To get into \(P(D)\), we need our Law of Total Probability. We selected Door 1, so

  • if the prize is behind Door 1, the host will randomly select between Door 2 and Door 3. That is, \(P(D | A_1) = \frac{1}{2}\).
  • if the prize is behind Door 2, the host will always show us Door 3. That is, \(P(D | A_2) = 0\).
  • if the prize is behind Door 3, the host will always show us Door 2. That is, \(P(D | A_3) = 1\).

So \[ \begin{aligned} P(D) &= P(D|A_1)P(A_1) + P(D|A_2)P(A_2) + P(D|A_3)P(A_3) \\ &= \frac{1}{2}\times\frac{1}{3} + 0\times\frac{1}{3} + 1\times\frac{1}{3} \\ &= \frac{1}{2} \end{aligned} \]

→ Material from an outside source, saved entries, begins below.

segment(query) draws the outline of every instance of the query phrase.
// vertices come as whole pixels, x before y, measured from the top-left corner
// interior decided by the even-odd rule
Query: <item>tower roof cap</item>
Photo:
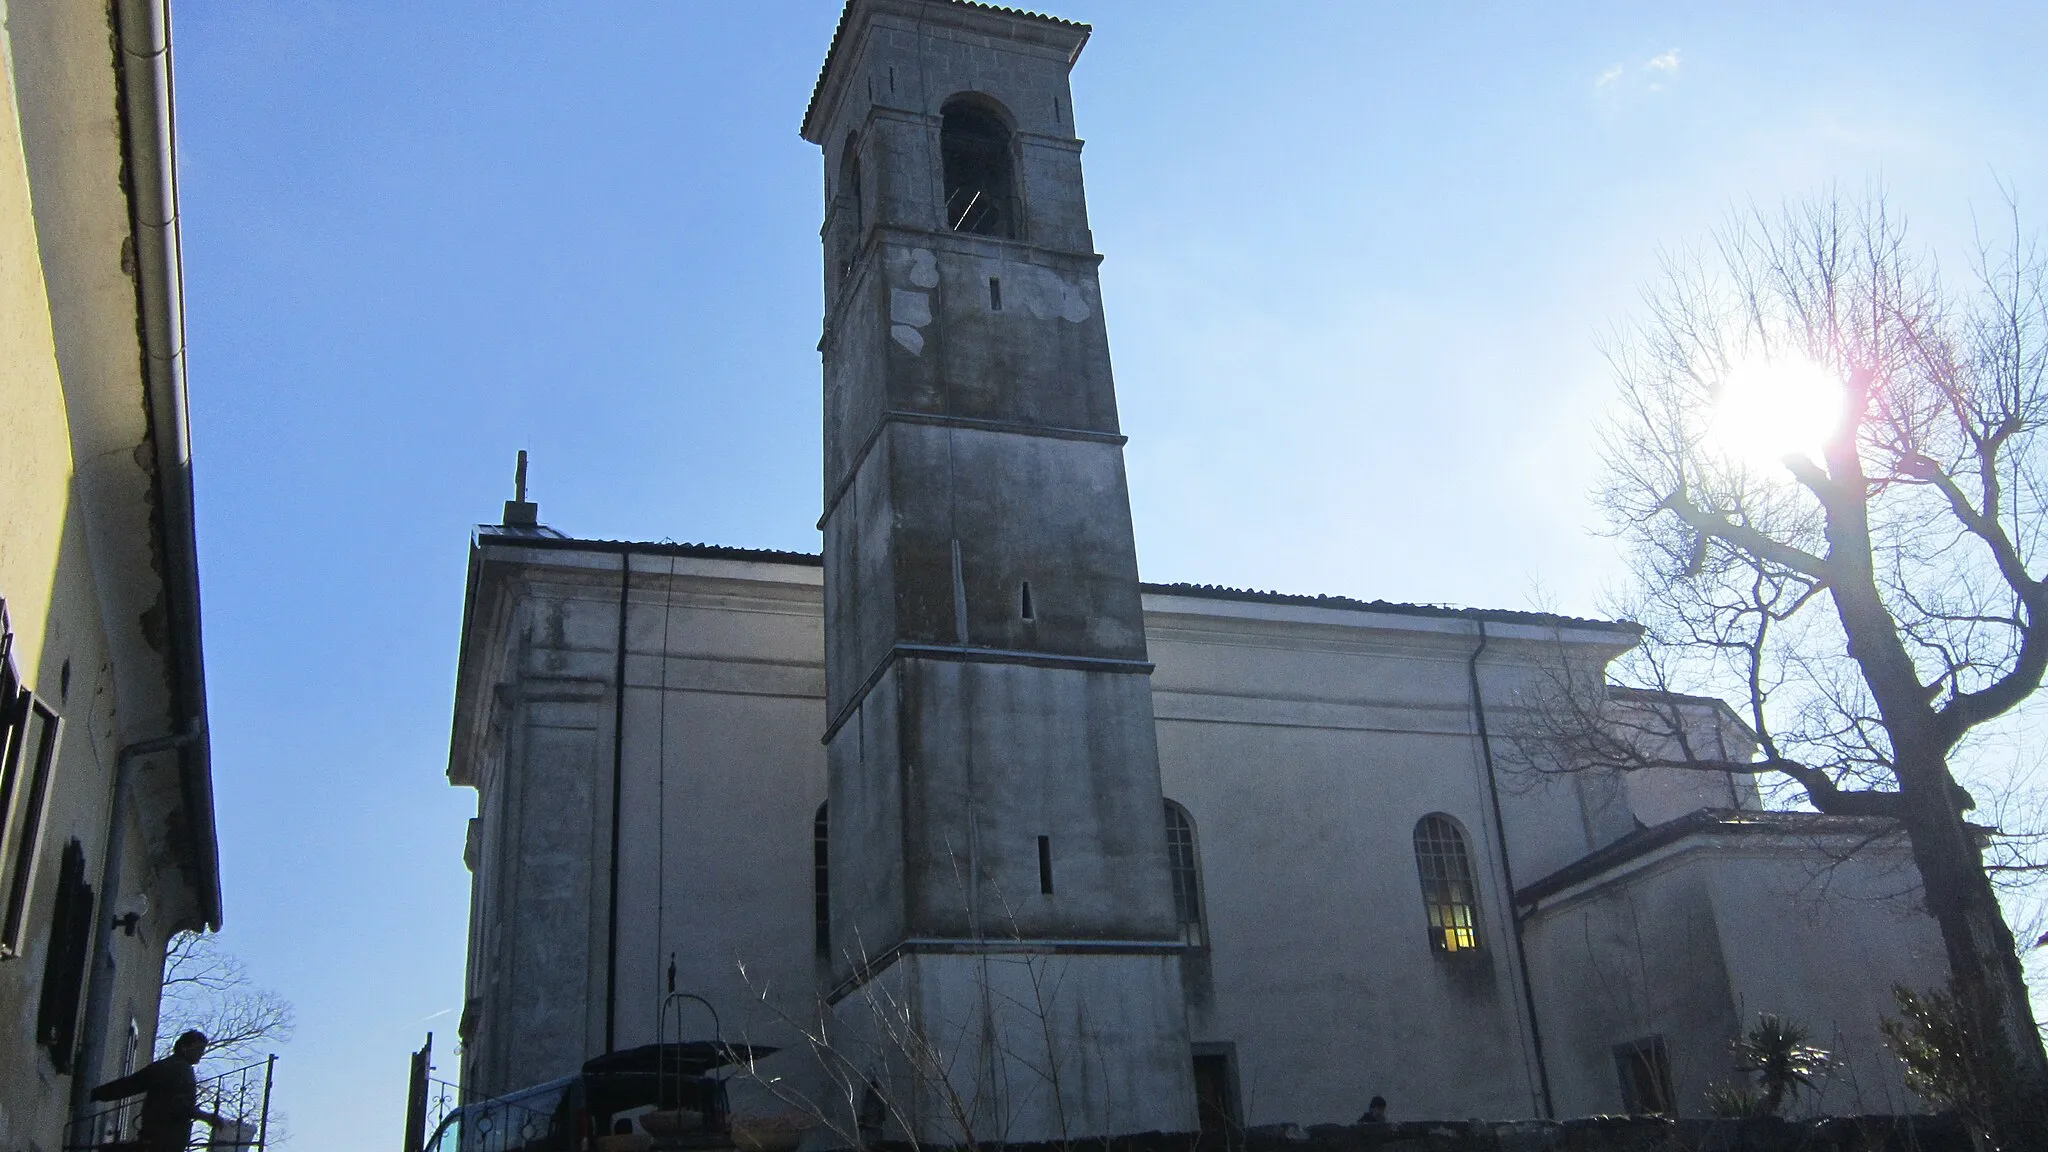
[[[856,9],[860,11],[856,12]],[[1062,20],[1058,16],[1022,8],[1005,8],[1000,4],[984,4],[980,0],[846,0],[846,7],[839,12],[839,24],[832,30],[832,45],[825,50],[825,64],[818,69],[818,82],[811,88],[811,102],[804,108],[803,125],[798,130],[811,143],[824,143],[818,135],[821,127],[818,121],[823,111],[825,87],[832,78],[832,69],[839,63],[841,46],[846,44],[848,33],[857,27],[860,17],[872,17],[878,12],[896,12],[921,20],[968,26],[979,24],[986,27],[992,20],[1017,21],[1024,27],[1035,25],[1041,30],[1038,39],[1067,48],[1067,63],[1070,65],[1081,55],[1082,45],[1088,43],[1089,33],[1094,31],[1076,20]]]

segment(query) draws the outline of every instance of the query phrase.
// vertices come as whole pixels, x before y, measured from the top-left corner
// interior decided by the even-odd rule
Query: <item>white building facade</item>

Then the probability the prize is behind Door 1 (the one we selected), given the host opened Door 2, is \[P(A_1|D) = \frac{P(D|A_1)P(A_1)}{P(D)} = \frac{1/2\times1/3}{1/2} = \frac{1}{3}\] So if we stay, we have a 0.3333 chance of winning. Similarly, the probability the prize is behind Door 3, given the host opened Door 2, is \[P(A_3|D) = \frac{P(D|A_3)P(A_3)}{P(D)} = \frac{1\times1/3}{1/2} = \frac{1}{3} = \frac{2}{3}\] So if we switch, we have a 0.6667 change of winning.

Section Exercises

  1. For the following conditional probability scenarios, determine the condition and the outcome of interest.
    1. We want to find the probability that a randomly chosen student is enrolled in Stat 1, given that they are a health sciences major.
    2. Knowing that a person texts while driving, we will find the probability that they got a speeding ticket in 2023.
    3. We have data on the type of car people bought and on what additional features they purchased. We will find the probability that a randomly selected sports car buyer also bought bucket seats.
    4. We have data on sex and paw preference for dogs. We will find the probability that a female dog is left-pawed.
  2. Using the contingency table, find the indicated probabilities.
  3. \(A\) \(A^c\) Total
    \(B1\) 0.31 0.05 0.36
    \(B2\) 0.11 0.13 0.24
    \(B3\) 0.08 0.32 0.40
    Total 0.5 0.5 1.00
    1. \(P(A\) and \(B2)\)
    2. \(P(B2)\)
    3. \(P(A)\)
    4. \(P(A|B2)\)
    5. \(P(B2|A)\)
  4. The following contingency table represents a sample of households asked about whether they had children and whether they had pets. Use the table to answer the following questions.
  5. Children No children Total
    Pets 38 47 85
    No pets 21 44 65
    Total 59 91 150
    1. Find the probability that a household has pets.
    2. Find the probability a household has pets and has children.
    3. Knowing that a household has children, find the probability they have pets.
    4. Are having children and having pets independent events? Explain.
  6. If \(A\) and \(B\) are disjoint events, what can we say about whether they are independent? Hint: think about how disjoint events will impact our tests for independence.